Chi sta gestendo al meglio la situazione sono gli Stati Uniti, per l’ingente spesa in ambito sanitario, ma anche lì le cose non vanno bene: il tasso medio di occupazione degli ospedali ha superato l’80% per la prima volta.

Ma che cosa sta succedendo? Sono diversi i fattori che hanno contribuito a tutto ciò, primo fra tutti la spesa destinata al servizio sanitario che, nella maggior parte dei Paesi, è ancora troppo bassa. Secondo i dati dell’Ocse (Organizzazione per la cooperazione e lo sviluppo economico), la spesa per la prevenzione nel 2019 era pari al 2,7% della spesa sanitaria totale dei Paesi Ocse.

A tutto ciò si aggiunge il problema del personale. In alcuni Paesi è necessario reclutare medici o infermieri, mentre in altri il vero problema è la loro efficienza: il Covid ha messo a dura prova la loro resistenza, la maggior parte del personale si sente infelice ed esausta e questo si ripercuote, senza dubbio, sulle prestazioni sanitarie.

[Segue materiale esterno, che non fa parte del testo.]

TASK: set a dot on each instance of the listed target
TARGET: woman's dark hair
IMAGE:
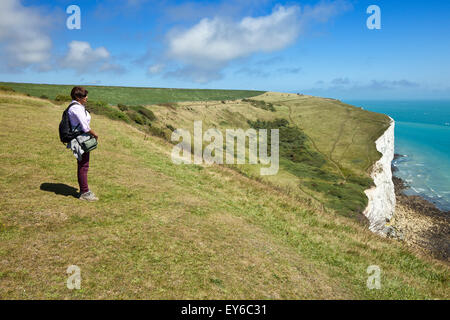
(78, 93)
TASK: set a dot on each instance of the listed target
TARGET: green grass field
(166, 231)
(131, 96)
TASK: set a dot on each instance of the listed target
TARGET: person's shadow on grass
(60, 188)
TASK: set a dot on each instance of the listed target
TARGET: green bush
(136, 117)
(172, 106)
(260, 104)
(155, 131)
(102, 108)
(63, 98)
(122, 107)
(6, 88)
(145, 112)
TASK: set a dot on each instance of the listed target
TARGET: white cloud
(211, 44)
(217, 41)
(156, 68)
(83, 58)
(23, 40)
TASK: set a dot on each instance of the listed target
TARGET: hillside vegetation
(187, 231)
(129, 95)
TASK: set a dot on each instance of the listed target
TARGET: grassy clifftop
(168, 231)
(130, 95)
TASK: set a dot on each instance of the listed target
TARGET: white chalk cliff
(381, 206)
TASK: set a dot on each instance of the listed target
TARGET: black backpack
(66, 133)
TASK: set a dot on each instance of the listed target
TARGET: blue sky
(321, 48)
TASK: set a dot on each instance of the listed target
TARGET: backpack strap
(70, 105)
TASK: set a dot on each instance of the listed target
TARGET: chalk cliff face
(381, 206)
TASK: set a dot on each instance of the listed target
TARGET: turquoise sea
(422, 135)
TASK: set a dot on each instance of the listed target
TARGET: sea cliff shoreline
(421, 224)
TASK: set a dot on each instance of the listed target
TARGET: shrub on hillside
(145, 112)
(136, 117)
(63, 98)
(102, 108)
(122, 107)
(6, 88)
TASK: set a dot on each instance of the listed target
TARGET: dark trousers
(83, 167)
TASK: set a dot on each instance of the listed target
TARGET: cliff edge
(381, 206)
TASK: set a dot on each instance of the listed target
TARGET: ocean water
(422, 135)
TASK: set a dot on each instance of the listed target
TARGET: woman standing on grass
(80, 118)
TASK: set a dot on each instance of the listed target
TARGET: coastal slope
(381, 197)
(166, 231)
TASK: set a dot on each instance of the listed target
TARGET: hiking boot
(88, 196)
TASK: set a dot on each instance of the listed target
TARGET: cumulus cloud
(83, 58)
(217, 41)
(156, 68)
(211, 44)
(23, 37)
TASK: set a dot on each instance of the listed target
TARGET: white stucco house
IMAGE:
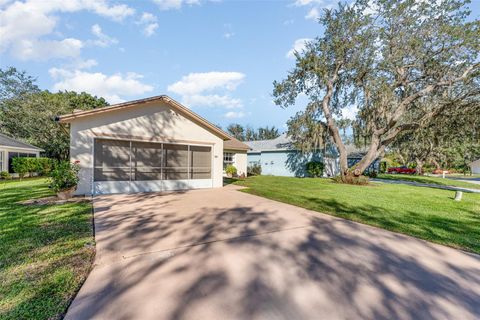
(475, 166)
(148, 145)
(11, 148)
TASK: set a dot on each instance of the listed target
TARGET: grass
(432, 180)
(426, 213)
(45, 251)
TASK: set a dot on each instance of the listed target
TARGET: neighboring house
(475, 166)
(147, 145)
(12, 148)
(278, 157)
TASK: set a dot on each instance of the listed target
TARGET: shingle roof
(67, 118)
(234, 144)
(14, 143)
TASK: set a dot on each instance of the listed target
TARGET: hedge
(24, 165)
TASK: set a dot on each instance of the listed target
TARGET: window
(117, 160)
(228, 158)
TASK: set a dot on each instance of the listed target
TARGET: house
(278, 157)
(147, 145)
(11, 148)
(475, 166)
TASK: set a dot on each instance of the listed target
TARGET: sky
(218, 58)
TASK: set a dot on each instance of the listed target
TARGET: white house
(152, 144)
(475, 166)
(11, 148)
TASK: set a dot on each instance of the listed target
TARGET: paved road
(224, 254)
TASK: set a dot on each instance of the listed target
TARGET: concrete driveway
(224, 254)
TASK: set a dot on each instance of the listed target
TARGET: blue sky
(217, 57)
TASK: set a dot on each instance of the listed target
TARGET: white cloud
(150, 29)
(46, 49)
(298, 46)
(234, 115)
(174, 4)
(210, 89)
(212, 100)
(228, 35)
(112, 87)
(102, 40)
(313, 14)
(23, 26)
(195, 83)
(149, 23)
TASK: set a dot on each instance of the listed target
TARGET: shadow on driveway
(222, 254)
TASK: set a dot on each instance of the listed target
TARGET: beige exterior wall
(154, 121)
(6, 150)
(475, 166)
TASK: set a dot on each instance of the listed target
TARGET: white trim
(110, 187)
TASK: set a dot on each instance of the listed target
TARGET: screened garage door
(122, 166)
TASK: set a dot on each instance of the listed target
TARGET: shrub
(351, 179)
(231, 170)
(315, 168)
(24, 165)
(64, 176)
(5, 175)
(372, 174)
(254, 170)
(44, 165)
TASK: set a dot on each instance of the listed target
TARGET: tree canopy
(29, 114)
(384, 58)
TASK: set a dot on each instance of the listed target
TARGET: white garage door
(124, 166)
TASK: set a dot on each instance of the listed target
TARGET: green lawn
(431, 180)
(426, 213)
(45, 252)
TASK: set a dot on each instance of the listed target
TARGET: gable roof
(14, 143)
(67, 118)
(235, 144)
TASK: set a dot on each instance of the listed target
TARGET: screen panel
(176, 162)
(200, 162)
(147, 159)
(112, 160)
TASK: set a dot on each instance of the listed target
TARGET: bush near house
(5, 175)
(315, 168)
(41, 166)
(64, 176)
(254, 170)
(230, 170)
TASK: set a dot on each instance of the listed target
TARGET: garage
(148, 145)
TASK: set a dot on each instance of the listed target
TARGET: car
(402, 170)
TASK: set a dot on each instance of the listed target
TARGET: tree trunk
(419, 168)
(372, 154)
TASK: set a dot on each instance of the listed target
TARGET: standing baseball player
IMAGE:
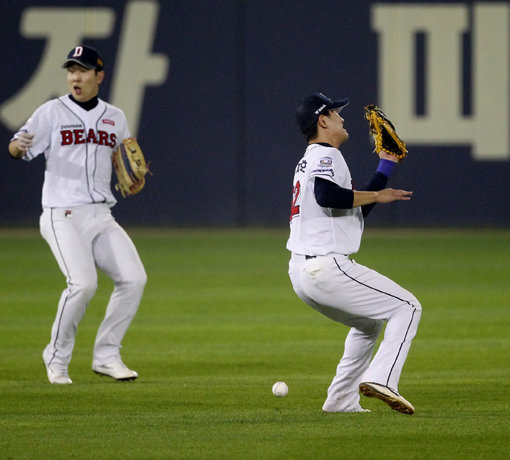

Ma non solo: il Covid ha fermato le visite annuali, ritardando le diagnosi e, di conseguenza, aumentando il numero di pazienti. Inoltre, secondo il rapporto dell’Ocse Ready for the Next Crisis? Investing in Health System Resilience, la situazione potrebbe peggiorare a causa dell’invecchiamento demografico verso cui ci stiamo dirigendo.

La prima cosa che bisogna fare, secondo l’Ocse, è puntare sugli investimenti. La spesa destinata alle prestazioni e agli investimenti sanitari è ancora troppo bassa, è necessario un investimento annuo dell’1,4% del Pil dei Paesi Ocse, almeno, rispetto a quanto si spendeva nel periodo pre-Covid. La metà deve essere destinata al personale, la parte restante, invece, dovrà essere impiegata per la prevenzione.

Questo è fondamentale anche da un punto di vista economico: oltre all’aumento dei posti di lavoro, un sistema sanitario rafforzato ha un impatto positivo sul capitale umano, aumentandone la produttività presente e futura.